Anger stopped him in his tracks. As if he was only capable of “unreal” relationships? His eyes went to the stairs leading to the front door, but he didn’t run away from problems any longer. He ran toward them. He ran back to Texas, ran headfirst into a Vegas wedding to prove to himself he was “fine” and ran straight to Pen when she delivered news most men would’ve run from.

He faced Pen, leaned on the jamb and shoved his fingers back into his pockets. She lifted her hand to push a lock of hair from her face, and the diamond ring he’d slipped onto her finger glinted in the sunlight streaming in through the Cowboys-blue curtains.

Zach was a lot of things but he wasn’t a liar. So, he told Pen the truth. “Yes.”

She took the news well, simply nodding. But she wasn’t done.

“Did you go to Chicago because she broke up with you?”

In part, but he saw no reason to explain himself. “Yes.”

Pen took that news well, too, but had one final question for him. “Are you over her?”

That question required no hesitation. “Yes.”

If he wasn’t mistaken, that was a relieved breath Pen just blew out. “Your mother believes we’re in love, Zach. She thinks this is our happily-ever-after and I couldn’t correct her.”

“You and my mother had quite the conversation.”

“I didn’t know she was going to go into all of that. And I honestly wouldn’t ask you to clarify any of this if it wasn’t for what lies before us.”

That statement settled into the room like an elephant.

“Which is what?” She kept making decisions and telling him last. He didn’t like it.

“When we announce the sex of the baby at our surprise shower, we should also announce that we won’t be getting married. Hear me out.” She held a hand in front of her as if to silence him, probably because he’d filled his chest full of air to protest how they didn’t have to do anything. Before she said more, he managed to blow out one question in an infuriated tone.

“What surprise shower?”

“I’m guessing that’s why your sister asked me to clear a spot on my calendar in two weeks for a ‘cake-tasting appointment.’” Pen used air quotes. “It sounded very...suspicious. Plus, she asked that we tell no one the sex of the baby—not even her.”

“The gender reveal,” he mumbled. “She’d mentioned she wanted to host one and then never said another word.” He’d hoped she would forget about it. He should’ve known better.

Zach swiped a hand over his forehead, frustrated. Why the hell was everyone arranging parties around him, talking about him like he was a backdrop? Like he was a store mannequin. He was the one who arranged his life. It was his life, dammit.

“Before you blow up, let me finish.”

He gave her the most patient glare he could manage, aware of the heat warming his face.

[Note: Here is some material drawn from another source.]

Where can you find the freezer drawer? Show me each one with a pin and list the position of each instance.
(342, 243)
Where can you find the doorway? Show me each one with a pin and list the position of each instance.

“We thank everyone for the gifts. And we hold hands—I’ll take this off first—” she waggled her ring finger “—and then we’ll let everyone know that while we’ll be living separate lives we are very much going to raise our daughter together. Everyone will be so overjoyed to learn that we’re having a girl that I’m betting they won’t even focus on the fact that we’re announcing a breakup.”

“We’re not breaking up.”

“Zach.” She stood, her hand protectively over her middle. “We’re not in love. You can’t believe our sex-soaked relationship isn’t going to fall apart. There’s nothing holding us together except our attraction for each other. What about when that fades?”

“What if it doesn’t?” He saw no reason to put a headstone on what they had. Not yet. They had time.

“Come on. We’ve both been in relationships. Did the infatuation stage last forever?”

He ground his back teeth together. “We’re not breaking up. Wear the ring on Sunday. We’re not doing this.”

“You can’t run from this forever.”

“I’m not running from anything.” To illustrate his point, he stepped deeper into the room and stood in front of her. “I’m here, right in front of you. And that’s where I’m staying until I decide. Not you. Not my mother. Not my family. Not the duchess of fucking Dallas. Me.”